Miliband begins by thanking his audience for their “friendship and comradeship.” It’s an odd choice of words. Miliband cut his political teeth crafting policy for Tony Blair’s “New Labour” movement, which sought to expand Labour’s support beyond its blue-collar roots to the middle classes—people who don’t often call each other “comrade.”

Tony Blair has since fallen out of favour with much of the Labour Party—his three consecutive majority governments be damned—but many of David Miliband’s supporters see him as someone who can similarly stretch the party’s support base. “I’m not making my decision on minor policy nuances,” David Browne, a north London Labour councillor at the Miliband event, says. “I’m basing it on who is the best person for the job.

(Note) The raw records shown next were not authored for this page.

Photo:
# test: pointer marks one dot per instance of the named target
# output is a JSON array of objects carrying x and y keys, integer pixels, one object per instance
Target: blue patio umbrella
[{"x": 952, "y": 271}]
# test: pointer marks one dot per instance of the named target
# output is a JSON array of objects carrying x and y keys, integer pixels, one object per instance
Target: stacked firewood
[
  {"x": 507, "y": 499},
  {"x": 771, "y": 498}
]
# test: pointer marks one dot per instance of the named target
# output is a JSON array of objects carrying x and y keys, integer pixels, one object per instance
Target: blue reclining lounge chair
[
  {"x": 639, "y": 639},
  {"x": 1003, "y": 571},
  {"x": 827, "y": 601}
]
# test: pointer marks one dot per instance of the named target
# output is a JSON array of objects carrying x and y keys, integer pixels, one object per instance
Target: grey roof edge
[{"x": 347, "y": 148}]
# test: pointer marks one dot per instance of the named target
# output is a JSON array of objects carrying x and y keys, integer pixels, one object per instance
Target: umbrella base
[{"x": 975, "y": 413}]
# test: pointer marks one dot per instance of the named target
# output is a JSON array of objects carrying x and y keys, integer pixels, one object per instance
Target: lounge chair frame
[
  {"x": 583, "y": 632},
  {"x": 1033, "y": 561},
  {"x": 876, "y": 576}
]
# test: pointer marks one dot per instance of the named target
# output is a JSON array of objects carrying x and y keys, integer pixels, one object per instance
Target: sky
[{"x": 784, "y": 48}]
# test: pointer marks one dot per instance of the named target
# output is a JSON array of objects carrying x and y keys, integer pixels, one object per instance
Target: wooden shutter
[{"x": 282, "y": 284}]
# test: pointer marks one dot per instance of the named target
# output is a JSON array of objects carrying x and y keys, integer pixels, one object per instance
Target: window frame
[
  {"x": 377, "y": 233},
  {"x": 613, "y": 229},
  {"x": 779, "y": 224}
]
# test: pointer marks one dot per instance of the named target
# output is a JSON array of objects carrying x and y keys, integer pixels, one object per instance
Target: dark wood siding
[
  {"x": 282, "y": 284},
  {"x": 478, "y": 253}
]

The job is to be prime minister, not just Labour leader.”

Miliband works on this theme in his speech. “We have spent too much time looking inwards and backwards and not enough time looking forwards and outwards for new ideas and for a new relationship with voters,” he says. “To win again we need working-class voters, middle-class voters, Conservative voters, Liberal Democrats and non-voters, as we drive the Tories out of power.”

Why, then, this talk about comradeship? It’s because David is threatened on his left flank by the second man with a chance to win the Labour leadership: Ed Miliband, his brother.

After years watching former friends Tony Blair and Gordon Brown divide their party, Labour has now taken sibling rivalry from the metaphoric to the literal. “You have to feel that it’s a continuation of some sort of terrible fight they had as kids,” says Simon Hoggart, parliamentary sketch writer for the Guardian newspaper, in an interview with Maclean’s. “Maybe one took the other’s wind-up car and broke it.”

Ed Miliband represents Labour’s historic base. He argues Labour did not lose in May because they failed to connect with centrist voters, but because their traditional supporters abandoned them. Labour needs to bring back voters who left the party because they believe it has become too arrogant, Sadiq Khan, a Labour MP and Ed’s campaign agent, tells Maclean’s. “What we can’t do is dust off the 1997 manual,” he adds, referring to Tony Blair’s first election manifesto, which, actually, David Miliband wrote.

Two days after his brother spoke to supporters at the King Solomon Academy, Ed Miliband holds a question-and-answer session in a university neighbourhood of south London. David’s handlers are young, but the youth surrounding Ed is even more pronounced. He’s popular with students. Several of the more photogenic among them are ushered to stand behind Ed, where television journalists filming the event will see them.